I’ll try to make this short. I took the
Manhattan GMAT course this fall and on the initial practice test I scored a 600. The class met once a week for 10 weeks and I found it very helpful. While I can’t speak much to the other test prep classes, I’ve heard that Manhattan focuses far more on the material, as opposed to test taking strategies. (I took Princeton Review for the SAT and that was far more oriented at test taking strats) As I hadn’t taken a math class since high school, reviewing and solidifying the fundamental concepts was extremely important to me. However, at the end of the course I scored only a 630 on the practice exam, but I felt it was largely due to time mismanagement.
Prep.
Forewarning, I could be described as a serial procrastinator (and major pot-head), so please don’t take my method as a rubric for success, it isn’t. After finishing the class in early December I scheduled the test for the beginning of February, thinking I’d give myself plenty of time for prepping. December was a wash, too busy with the holidays and probably got a total of 5 hours of actual studying in. January didn’t turn out much better, I was on vacation for three of the four weekends and the girlfriend was always a time suck during the week. That said, the two weeks prior to the test I probably got a solid 10-15hrs/wk in and I scored a 670 on a practice test two weeks before the real thing. (Timing was again an issue). Studying basically consisted solely of taking practice questions and reviewing missed problems.
Test Day 1
Took it easy the night before the test, smoked a few bowls and just relaxed. Test was at 8am on Sat morning and got there about 30 mins beforehand. One suggestion I can make for everyone, take a crap prior, especially if you’re drinking coffee. Both times I took the test I didn’t follow this advice and it made for a unpleasant testing experience. I thought the test went very well as I was taking it and I ended up with a 730 (47Q 44V), which I was very pleased with and a 4.5 AWA and 5 IR. I rushed my quant a little, and after running out of time on the two practice tests, I ended up with about 10 mins left when I finished.

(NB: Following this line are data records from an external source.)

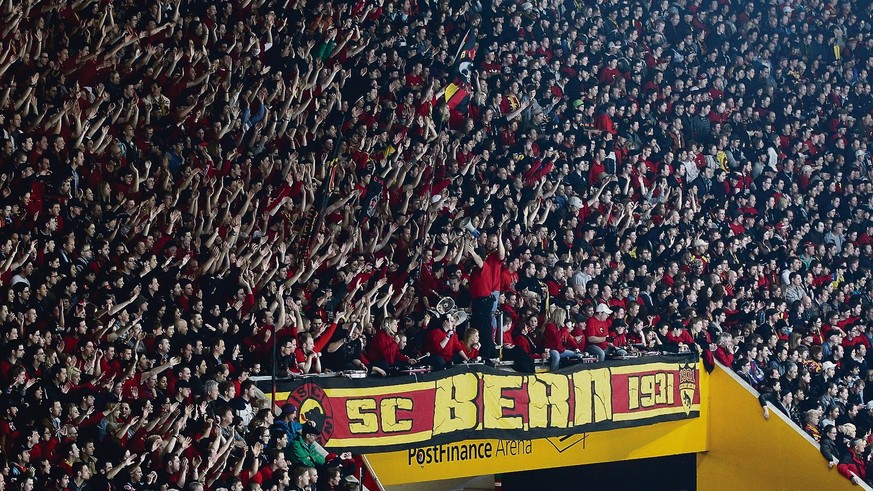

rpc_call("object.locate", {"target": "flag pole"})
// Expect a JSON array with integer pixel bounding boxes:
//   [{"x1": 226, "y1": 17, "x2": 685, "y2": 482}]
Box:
[{"x1": 449, "y1": 27, "x2": 473, "y2": 66}]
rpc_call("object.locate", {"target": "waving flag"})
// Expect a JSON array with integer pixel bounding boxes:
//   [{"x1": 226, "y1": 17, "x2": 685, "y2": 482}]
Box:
[{"x1": 444, "y1": 82, "x2": 470, "y2": 113}]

Alright, I know retaking the GMAT after scoring a 730 is a little overboard, but I had read that business schools like to see you take the test twice, and I didn’t really see a downside. Also, I have a 2.7 GPA (at top UC), which I felt I needed to compensate for and wanted to improve my quant score because I had no college math background.
Prep 2.
Again, my eyes were bigger than my stomach so to speak, and I thought I would get a lot more studying, but didn’t really have the drive. I never took another practice test and studied maybe only 10 hours total, all in the week before. Wasn’t feeling very confident about improving too much, but there was little pressure and I didn’t really care.
Test Day 2
My biggest focus was making sure I completely read the quant questions and not overlook restraints (positive, integer, etc.) which I felt was a problem on the first test. Didn’t feel too different about the test while I was taking it, but to my surprise I made a big jump and ended up with a 770 (49 Q, 47 V) and a 7 on the IR. (5.0 on AWA).

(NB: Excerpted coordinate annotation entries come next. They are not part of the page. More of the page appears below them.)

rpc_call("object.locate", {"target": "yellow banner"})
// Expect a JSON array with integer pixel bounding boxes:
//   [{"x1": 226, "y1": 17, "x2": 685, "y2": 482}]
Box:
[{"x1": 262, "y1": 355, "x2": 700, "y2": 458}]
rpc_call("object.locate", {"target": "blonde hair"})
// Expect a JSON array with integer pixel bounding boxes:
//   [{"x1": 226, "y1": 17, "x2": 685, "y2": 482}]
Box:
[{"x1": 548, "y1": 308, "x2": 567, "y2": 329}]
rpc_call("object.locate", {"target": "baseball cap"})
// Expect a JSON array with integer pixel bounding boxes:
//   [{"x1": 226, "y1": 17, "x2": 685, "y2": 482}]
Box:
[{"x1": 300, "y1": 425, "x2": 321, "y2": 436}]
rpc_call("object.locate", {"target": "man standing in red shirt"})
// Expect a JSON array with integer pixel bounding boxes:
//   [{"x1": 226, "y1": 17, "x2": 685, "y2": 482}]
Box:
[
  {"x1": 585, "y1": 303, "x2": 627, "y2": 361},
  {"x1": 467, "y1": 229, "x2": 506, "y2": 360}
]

My two cents. Mastering the concepts was not too difficult for me, the hardest part was identifying which concept was presented in the question. My studying consisted basically solely of taking practice questions and reviewing how the concepts were presented. I finished the last 50 questions in each section in the 13th edition Official Guide for GMAT (except for reading comp, cause I didn’t need it). Applying this fall and hoping to somehow sneak into a top 10.